Monday, December 16, 2013

On Being Ornamental

We called our paternal grandmother "Mammy" because that is the kind of thing you get to do when you have a Irish/ southern upbringing.

Mammy used colorful language.  I don't mean she was profane (outside of, sigh, the occasional racial slur), I mean she had a host of these Irish expressions she'd pull out with great style.  For example, Mammy would hand a broom to me and instruct me to make myself "useful as well as ornamental."

It's funny, right?  You are welcome to use it with your own children.  Consider it a gift.  And despite what I'm fixing to write below, I'm going to keep using it because it is an excellent expression.

Moving on...

Just a few minutes ago, I was upstairs arguing with Laney about what she would wear tomorrow to the play we're going to.  And all through the argument I was hating myself for arguing with her. I can tell it hurts her feelings when I don't like the clothes she chooses.  I get disgusted with myself when I pull her hair off her face because I think she looks prettier that way.  This emphasis I put on Laney's prettiness is uncool.  I should not make an ornament of my little girl.  She is not decorative.
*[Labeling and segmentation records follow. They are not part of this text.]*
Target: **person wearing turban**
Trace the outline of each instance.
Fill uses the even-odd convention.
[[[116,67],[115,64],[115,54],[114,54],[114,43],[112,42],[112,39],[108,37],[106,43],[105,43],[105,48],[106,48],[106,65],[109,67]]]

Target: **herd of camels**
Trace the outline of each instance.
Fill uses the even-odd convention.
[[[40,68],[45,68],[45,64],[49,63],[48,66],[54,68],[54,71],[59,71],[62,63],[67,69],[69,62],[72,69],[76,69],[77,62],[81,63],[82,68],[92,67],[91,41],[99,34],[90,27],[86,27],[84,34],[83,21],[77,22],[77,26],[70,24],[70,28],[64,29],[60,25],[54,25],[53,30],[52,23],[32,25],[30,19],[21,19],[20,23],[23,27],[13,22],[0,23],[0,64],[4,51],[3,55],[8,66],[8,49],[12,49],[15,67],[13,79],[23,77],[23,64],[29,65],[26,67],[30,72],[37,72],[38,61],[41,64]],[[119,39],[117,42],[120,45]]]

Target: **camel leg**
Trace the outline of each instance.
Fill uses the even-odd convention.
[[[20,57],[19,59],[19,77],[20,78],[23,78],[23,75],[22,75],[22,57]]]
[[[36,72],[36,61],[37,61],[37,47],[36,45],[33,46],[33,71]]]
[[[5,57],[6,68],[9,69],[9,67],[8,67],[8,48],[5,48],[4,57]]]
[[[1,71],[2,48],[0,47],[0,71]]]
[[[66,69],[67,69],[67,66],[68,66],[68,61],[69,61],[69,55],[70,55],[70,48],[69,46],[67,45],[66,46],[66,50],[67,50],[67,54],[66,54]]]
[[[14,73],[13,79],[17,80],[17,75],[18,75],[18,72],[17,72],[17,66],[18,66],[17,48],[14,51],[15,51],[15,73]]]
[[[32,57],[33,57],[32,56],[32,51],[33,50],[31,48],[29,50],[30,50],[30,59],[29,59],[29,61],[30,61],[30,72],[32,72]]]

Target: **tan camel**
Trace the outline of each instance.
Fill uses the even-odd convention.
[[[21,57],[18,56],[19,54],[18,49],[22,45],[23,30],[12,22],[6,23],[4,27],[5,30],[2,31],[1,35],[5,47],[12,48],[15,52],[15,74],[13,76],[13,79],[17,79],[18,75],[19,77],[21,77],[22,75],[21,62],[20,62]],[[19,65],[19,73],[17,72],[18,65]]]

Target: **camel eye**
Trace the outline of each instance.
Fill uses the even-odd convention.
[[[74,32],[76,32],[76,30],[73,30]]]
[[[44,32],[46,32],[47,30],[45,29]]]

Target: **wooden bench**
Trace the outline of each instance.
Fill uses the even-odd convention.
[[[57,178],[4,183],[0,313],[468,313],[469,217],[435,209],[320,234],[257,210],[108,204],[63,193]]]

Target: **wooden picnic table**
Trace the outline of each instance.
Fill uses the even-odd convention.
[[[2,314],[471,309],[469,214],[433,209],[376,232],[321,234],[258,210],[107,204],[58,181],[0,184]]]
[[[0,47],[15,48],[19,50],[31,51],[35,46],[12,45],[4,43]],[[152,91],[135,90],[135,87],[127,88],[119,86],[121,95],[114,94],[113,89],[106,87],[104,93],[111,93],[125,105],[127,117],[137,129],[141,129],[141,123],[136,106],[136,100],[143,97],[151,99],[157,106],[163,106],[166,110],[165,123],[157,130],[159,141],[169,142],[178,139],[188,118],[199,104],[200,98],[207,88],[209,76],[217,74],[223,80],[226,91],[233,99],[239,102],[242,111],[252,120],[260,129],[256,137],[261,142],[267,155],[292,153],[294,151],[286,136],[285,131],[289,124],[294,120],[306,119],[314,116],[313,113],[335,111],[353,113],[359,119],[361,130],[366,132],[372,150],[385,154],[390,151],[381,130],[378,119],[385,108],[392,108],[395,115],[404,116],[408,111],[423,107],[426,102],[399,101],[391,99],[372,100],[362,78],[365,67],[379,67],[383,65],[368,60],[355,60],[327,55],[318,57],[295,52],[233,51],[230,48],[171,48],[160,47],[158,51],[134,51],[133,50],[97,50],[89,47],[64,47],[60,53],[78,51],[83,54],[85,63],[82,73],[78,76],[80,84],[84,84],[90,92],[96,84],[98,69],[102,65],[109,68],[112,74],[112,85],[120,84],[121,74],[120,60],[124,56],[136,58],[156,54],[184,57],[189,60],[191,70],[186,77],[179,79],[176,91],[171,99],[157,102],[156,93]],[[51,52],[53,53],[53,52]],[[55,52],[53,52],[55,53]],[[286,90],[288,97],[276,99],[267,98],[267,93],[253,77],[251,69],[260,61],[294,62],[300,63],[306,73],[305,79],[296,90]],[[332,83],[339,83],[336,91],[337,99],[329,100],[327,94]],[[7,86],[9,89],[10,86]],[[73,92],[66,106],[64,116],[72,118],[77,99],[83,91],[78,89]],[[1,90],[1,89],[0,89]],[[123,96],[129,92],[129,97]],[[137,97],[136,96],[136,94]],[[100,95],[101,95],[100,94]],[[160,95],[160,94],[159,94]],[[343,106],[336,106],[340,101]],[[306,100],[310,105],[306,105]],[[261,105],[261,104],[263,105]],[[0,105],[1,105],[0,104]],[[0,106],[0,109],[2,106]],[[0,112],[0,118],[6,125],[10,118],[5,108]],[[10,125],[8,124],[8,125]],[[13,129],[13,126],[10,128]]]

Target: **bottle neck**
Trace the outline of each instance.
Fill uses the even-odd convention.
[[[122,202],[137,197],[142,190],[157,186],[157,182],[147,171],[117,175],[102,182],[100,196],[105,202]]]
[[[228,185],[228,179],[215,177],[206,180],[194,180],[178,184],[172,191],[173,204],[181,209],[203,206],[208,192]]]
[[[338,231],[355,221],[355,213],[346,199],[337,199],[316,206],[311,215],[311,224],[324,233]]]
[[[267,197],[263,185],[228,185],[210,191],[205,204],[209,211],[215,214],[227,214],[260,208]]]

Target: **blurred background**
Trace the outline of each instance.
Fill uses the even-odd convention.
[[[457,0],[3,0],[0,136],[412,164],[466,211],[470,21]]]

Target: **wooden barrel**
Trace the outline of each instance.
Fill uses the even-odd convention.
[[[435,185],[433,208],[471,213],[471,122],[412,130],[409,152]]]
I mean to appreciate her beauty in the way she wants to present it, not in the way I want it to be presented.  She is my beautiful girl who only wants to wear turtlenecks or hoodies with leggings and who cannot tolerate the idea of any foofaws in her hair.  But I fail all the time.  I find myself, despite loud internal remonstrations, urging her towards a convention which privileges ornamentalism.
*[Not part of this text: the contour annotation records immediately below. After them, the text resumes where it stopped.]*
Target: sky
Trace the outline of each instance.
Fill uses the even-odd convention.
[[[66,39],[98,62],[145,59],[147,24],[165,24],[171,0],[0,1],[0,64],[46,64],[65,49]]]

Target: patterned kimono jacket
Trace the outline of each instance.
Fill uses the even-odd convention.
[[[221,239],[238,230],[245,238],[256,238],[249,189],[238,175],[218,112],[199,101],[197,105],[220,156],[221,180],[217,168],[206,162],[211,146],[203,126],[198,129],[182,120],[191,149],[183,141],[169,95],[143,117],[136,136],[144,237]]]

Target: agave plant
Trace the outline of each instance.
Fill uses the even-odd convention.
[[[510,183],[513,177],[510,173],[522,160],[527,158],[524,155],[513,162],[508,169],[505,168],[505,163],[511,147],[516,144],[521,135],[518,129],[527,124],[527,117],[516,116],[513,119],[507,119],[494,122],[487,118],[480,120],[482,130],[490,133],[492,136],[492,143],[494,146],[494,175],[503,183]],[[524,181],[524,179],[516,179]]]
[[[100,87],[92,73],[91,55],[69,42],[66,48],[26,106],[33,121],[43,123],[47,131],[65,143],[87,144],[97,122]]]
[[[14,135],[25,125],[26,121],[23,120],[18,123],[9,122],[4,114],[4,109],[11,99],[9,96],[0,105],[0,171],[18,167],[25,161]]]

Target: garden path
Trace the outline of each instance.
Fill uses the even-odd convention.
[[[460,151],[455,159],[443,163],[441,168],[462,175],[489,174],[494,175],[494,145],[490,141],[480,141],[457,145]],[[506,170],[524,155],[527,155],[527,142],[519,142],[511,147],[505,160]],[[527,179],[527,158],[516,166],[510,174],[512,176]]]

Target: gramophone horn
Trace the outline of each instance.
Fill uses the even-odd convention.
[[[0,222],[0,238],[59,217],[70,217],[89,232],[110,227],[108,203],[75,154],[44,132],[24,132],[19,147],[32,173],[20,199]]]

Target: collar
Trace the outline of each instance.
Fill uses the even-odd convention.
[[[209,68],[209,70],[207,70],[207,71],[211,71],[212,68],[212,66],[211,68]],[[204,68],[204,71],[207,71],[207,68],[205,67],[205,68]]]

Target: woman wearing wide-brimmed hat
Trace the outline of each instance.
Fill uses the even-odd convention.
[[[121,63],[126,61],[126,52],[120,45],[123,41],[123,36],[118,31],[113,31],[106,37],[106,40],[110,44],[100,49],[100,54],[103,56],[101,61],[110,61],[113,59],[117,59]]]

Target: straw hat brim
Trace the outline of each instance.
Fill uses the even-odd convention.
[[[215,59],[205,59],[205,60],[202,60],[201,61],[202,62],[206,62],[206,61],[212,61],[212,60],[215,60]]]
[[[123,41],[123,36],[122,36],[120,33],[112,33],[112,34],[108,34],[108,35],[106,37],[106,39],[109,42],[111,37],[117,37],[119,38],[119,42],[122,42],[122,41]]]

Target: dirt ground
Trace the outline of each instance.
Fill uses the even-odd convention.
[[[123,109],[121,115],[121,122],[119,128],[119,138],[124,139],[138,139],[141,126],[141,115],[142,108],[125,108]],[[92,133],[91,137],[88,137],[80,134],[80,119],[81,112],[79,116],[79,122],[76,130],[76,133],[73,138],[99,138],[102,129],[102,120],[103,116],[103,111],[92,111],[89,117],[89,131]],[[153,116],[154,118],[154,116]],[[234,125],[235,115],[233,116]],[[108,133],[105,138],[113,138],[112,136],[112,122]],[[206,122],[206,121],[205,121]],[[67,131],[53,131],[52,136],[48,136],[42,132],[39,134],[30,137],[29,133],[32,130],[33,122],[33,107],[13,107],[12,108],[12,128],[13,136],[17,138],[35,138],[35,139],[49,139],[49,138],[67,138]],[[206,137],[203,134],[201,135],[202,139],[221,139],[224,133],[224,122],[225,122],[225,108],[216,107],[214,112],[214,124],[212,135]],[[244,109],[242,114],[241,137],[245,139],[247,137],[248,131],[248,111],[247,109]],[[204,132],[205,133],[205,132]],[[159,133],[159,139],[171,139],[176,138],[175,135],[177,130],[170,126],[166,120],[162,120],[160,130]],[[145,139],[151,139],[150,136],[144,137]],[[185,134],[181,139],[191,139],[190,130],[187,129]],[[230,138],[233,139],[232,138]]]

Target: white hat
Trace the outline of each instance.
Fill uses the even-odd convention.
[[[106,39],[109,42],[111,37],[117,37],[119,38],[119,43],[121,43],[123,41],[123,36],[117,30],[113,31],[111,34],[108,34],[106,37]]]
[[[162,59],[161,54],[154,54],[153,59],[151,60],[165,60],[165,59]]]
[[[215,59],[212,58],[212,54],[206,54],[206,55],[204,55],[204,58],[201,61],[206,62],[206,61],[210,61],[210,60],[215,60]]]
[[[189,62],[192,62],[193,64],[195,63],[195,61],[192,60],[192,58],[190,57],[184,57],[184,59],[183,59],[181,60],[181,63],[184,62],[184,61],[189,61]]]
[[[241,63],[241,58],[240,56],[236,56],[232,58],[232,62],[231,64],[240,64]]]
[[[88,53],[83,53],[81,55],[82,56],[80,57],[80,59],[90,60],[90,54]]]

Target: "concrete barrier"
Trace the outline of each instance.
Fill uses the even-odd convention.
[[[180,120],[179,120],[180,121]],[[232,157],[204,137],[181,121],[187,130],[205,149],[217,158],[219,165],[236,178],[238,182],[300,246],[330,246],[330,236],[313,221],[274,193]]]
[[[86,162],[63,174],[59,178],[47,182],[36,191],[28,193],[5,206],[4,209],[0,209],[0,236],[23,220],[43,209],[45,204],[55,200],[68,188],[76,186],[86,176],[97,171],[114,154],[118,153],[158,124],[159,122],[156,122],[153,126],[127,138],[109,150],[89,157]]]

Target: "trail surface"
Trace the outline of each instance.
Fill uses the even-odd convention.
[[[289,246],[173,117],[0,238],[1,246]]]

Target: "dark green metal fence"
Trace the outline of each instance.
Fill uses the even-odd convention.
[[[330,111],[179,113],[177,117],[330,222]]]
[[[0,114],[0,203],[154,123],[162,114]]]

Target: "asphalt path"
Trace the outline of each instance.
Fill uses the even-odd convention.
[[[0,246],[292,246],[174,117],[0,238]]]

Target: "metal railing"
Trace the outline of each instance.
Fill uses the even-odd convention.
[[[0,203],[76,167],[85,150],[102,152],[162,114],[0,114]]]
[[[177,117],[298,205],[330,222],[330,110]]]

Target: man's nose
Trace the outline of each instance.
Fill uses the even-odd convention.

Here's a fun thought experiment.   Google the term "beautiful girl." Wait, I'll do it for you:

The Brits have this great word they use: "samey."  Aren't these women "samey"?   All hair and boobs (and Hermione, interestingly).  This is not to say those aren't beautiful girls.  But can't we expand our ideas of what a beautiful girl is?  Does it only have to be white girls with low body fat, luxe hair and ample boobs?

I've spent a good chunk of my life dissatisfied with the way I look.  If you added it all up, I bet I've spent a solid year of my life wishing I looked different.  And I'm terrified of passing that on to my daughter.  I'm so afraid that my displeasure at the way she looks will start her down that path of self-loathing, endemic to American women who take it as gospel that the only acceptable way to look is to look like those women in the picture above.  

I hate that I privilege this dangerously narrow standard of beauty and I'm trying to stop.  I haven't managed to do it yet.  But I'm trying.  I'm trying.   And I don't kid myself that I have the power to insulate her from it.  But I can try.  


Our argument about what she would wear tomorrow ended with my apology.  I was wrong.  I told her I was wrong and I apologized.  This is all I can do. Tomorrow, she will wear her favorite red turtleneck and black leggings which is a lovely, Christmas-y outfit which she is comfortable in and which she likes.  She'll flip her necklace out over the turtleneck and show off the charms she's collected.  And she will look like Laney and she will look beautiful.

The dress I bought her will stay in the closet.  And I won't mention it again.